More than 600,000 small office/home office (SOHO) routers are thought to have been bricked and brought offline after a catastrophic cyber assault orchestrated by unidentified cyber attackers, blocking users' access to the internet.
The mystery incident, which took place between October 25 and 27, 2023, and afflicted a single internet service provider (ISP) in the U.S., has been nicknamed Pumpkin Eclipse by the Lumen Technologies Black Lotus Labs team. It particularly impacted three router types supplied by the ISP: ActionTec T3200, ActionTec T3260, and Sagemcom.
"The incident took place over a 72-hour period between October 25-27, rendered the infected devices permanently inoperable, and required a hardware-based replacement," the business claimed in a technical report.

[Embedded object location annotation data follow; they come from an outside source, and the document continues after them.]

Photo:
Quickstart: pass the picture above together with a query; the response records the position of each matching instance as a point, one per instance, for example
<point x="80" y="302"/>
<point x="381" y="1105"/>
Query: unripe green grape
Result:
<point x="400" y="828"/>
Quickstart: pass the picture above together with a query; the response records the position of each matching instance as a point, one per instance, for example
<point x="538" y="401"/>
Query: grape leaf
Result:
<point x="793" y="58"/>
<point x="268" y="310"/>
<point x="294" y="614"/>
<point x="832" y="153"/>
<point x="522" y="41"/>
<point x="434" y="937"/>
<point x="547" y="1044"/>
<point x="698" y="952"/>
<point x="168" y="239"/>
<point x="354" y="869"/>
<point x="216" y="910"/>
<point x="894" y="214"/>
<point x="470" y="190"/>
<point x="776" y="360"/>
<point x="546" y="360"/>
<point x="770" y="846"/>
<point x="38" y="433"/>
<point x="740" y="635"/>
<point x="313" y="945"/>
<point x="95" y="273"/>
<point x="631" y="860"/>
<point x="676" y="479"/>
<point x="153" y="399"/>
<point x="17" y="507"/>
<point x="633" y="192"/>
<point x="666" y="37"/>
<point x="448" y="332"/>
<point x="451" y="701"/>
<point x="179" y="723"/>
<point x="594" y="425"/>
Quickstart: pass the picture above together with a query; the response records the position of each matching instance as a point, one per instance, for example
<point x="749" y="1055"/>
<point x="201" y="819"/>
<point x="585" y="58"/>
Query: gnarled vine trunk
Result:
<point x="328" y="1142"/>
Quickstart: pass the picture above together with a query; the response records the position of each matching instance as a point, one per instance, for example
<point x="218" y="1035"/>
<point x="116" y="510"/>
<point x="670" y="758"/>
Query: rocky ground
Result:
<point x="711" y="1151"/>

The blackout is notable, not least because it resulted to the rapid withdrawal of 49% of all modems from the afflicted ISP's autonomous system number (ASN) within the time-frame.
While the identity of the ISP was not published, evidence points to it being Windstream, which had an outage around the same time, prompting consumers to report a "steady red light" being flashed by the afflicted modems.
Now, months later, Lumen's analysis has revealed a commodity remote access trojan (RAT) called Chalubo – a stealthy malware first documented by Sophos in October 2018 – as responsible for the sabotage, with the adversary opting for it presumably in an effort to complicate attribution efforts rather than use a custom toolkit.
"Chalubo has payloads designed for all major SOHO/IoT kernels, pre-built functionality to perform DDoS attacks, and can execute any Lua script sent to the bot," the startup stated. "We suspect the Lua functionality was likely employed by the malicious actor to retrieve the destructive payload."
That noted, the specific first access technique used to breach the routers is presently unclear, however it's thought that it may have included the exploitation of weak credentials or exploited an unprotected administrative interface.
Upon acquiring a successful footing, the infection chain continues to drop shell scripts that prepare the way for a loader finally meant to fetch and start Chalubo from an external server. The damaging Lua script module downloaded by the virus is unknown.
A key component of the campaign is its targeting of a particular ASN, as opposed to others that have often targeted a specific router type or common weakness, increasing the idea that it was purposefully targeted, but the objectives behind it remain uncertain as yet.
"The event was unprecedented due to the number of units affected – no attack that we can recall has required the replacement of over 600,000 devices," Lumen stated. "In addition, this type of attack has only ever happened once before, with AcidRain used as a precursor to an active military invasion."